The four basic laws of supply and demand are:

  • If demand increases and supply remains unchanged, then it leads to higher equilibrium price and higher quantity.
  • If demand decreases and supply remains unchanged, then it leads to lower equilibrium price and lower quantity.
  • If supply increases and demand remains unchanged, then it leads to lower equilibrium price and higher quantity.
  • If supply decreases and demand remains unchanged, then it leads to higher equilibrium price and lower quantity.

Basic business principles

IT governance is not achievable without first understanding your business and the markets in which it operates. Every organisation - private, public and third sector operates by supply and demand - the basic economic principle.

Controlling income and expenditure, including factoring in the cost of governance and compliance is fundamental to enterprise success. It makes sense to offset the cost of legal risk management against the competitive advantage that governance and compliance could bring to your business.

Incorporation and legal status

A company is a legally recognized entity existing within an economically free country designed to provide goods and/or services to another on demand for a price. It should be profitable in order to generate wealth for investors/shareholders. The shareholders appoint operators or directors to run the company. Both owners and operators have one main objective – the receipt or generation of a financial return in exchange for their work and acceptance of risk.

Benefits of business enabled electronically

The key benefits of business enabled electronically is intercommunication amongst stakeholders (or participants), improved business processes, and sharing and using structured data within a shared communications system. E-business brings together all existing and potential stakeholders important to the organisation:

  • Customers; buyers;
  • Suppliers, sellers, contractors; sub-contractors;
  • Agents, transporters and financiers;
  • Authorities, inspectors; information providers;
  • Employees, workers; teams;
  • End-users, consumers, clients, patients, citizens, claimants, communities;
  • Non-users, general public

The advantages of stakeholder collaboration are:

  • Two-way communication, knowledge-sharing, information exchange, skills and experience;
  • New markets to buy and sell;
  • Improved joint processes creating improved lead times, costs, capacity utilisation, uncertainty, write-offs and waste;
  • Shared structured data for management and performance of value chain;
  • Process and action data automatically instead of costly manual intervention;

Better internal and external processes

Regular review of internal and external processes can enhance speed, certainty and cost of operation

Sharing and using timely and accurate standard data

Functions and organisations are encouraged to use data transparency to minimise the adverse effects of focusing on individual rather than shared objectives.

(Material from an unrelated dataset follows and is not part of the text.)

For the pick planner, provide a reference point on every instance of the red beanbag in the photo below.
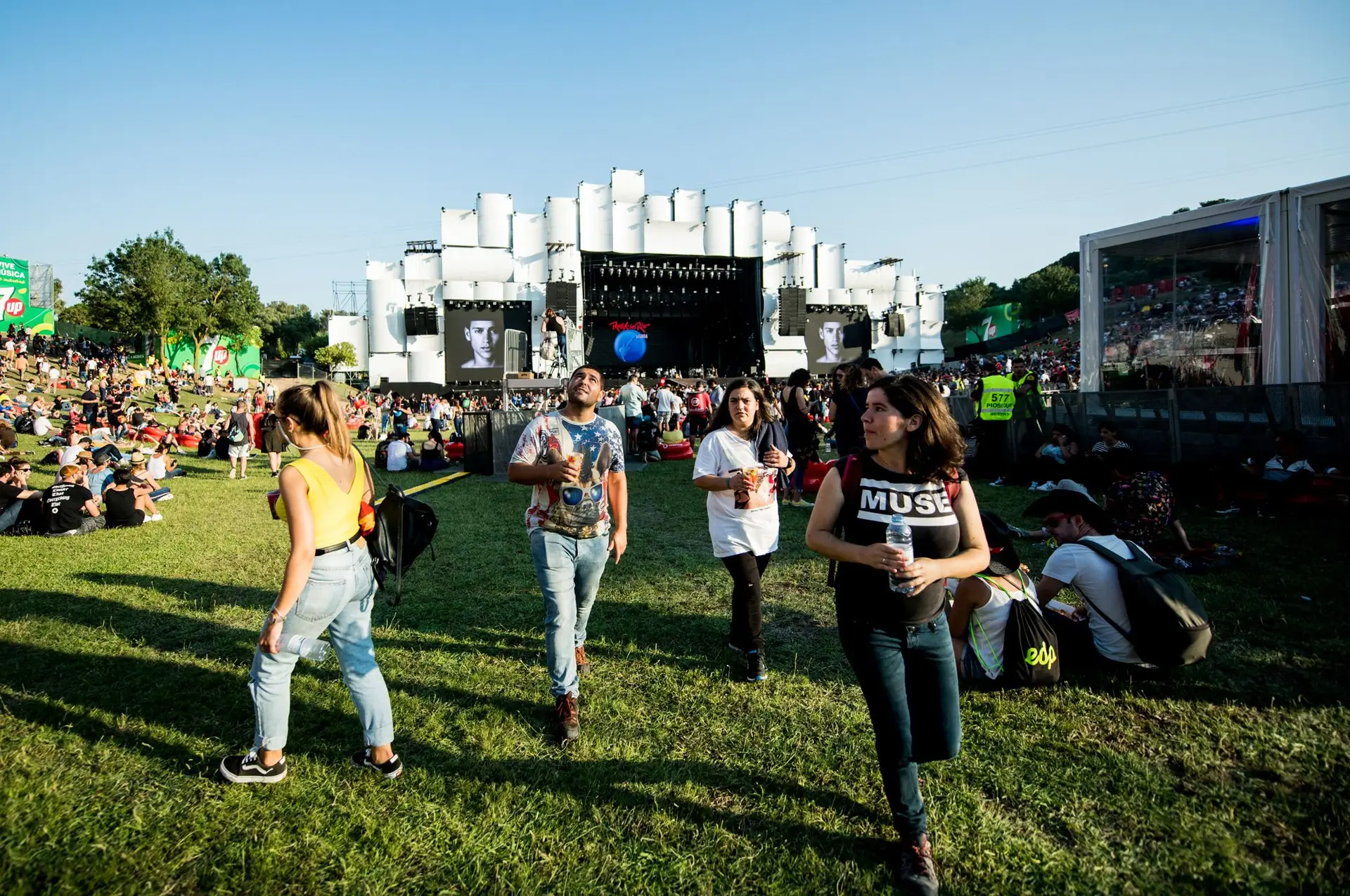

For further information read our article on Supply Chain Data and Information

Benefits of an efficient supply chain

The supply chain (or logistical network) should provide a high level of customer service at a low total cost, encouraging high sales for marketable products. Failure to provide accurate and timely data, and sending out orders and invoices ad hoc will all give rise to operational problems, including:

  • Poor customer service;
  • Loss of sales;
  • Higher inventory levels;
  • Excess production, distribution and storage capacities;
  • Higher waste and write-offs levels;
  • More data errors about products and services, and buyers and sellers. This would result in the wrong products being ordered, delivered or invoiced, and payments delayed;
  • Higher resource and operational costs.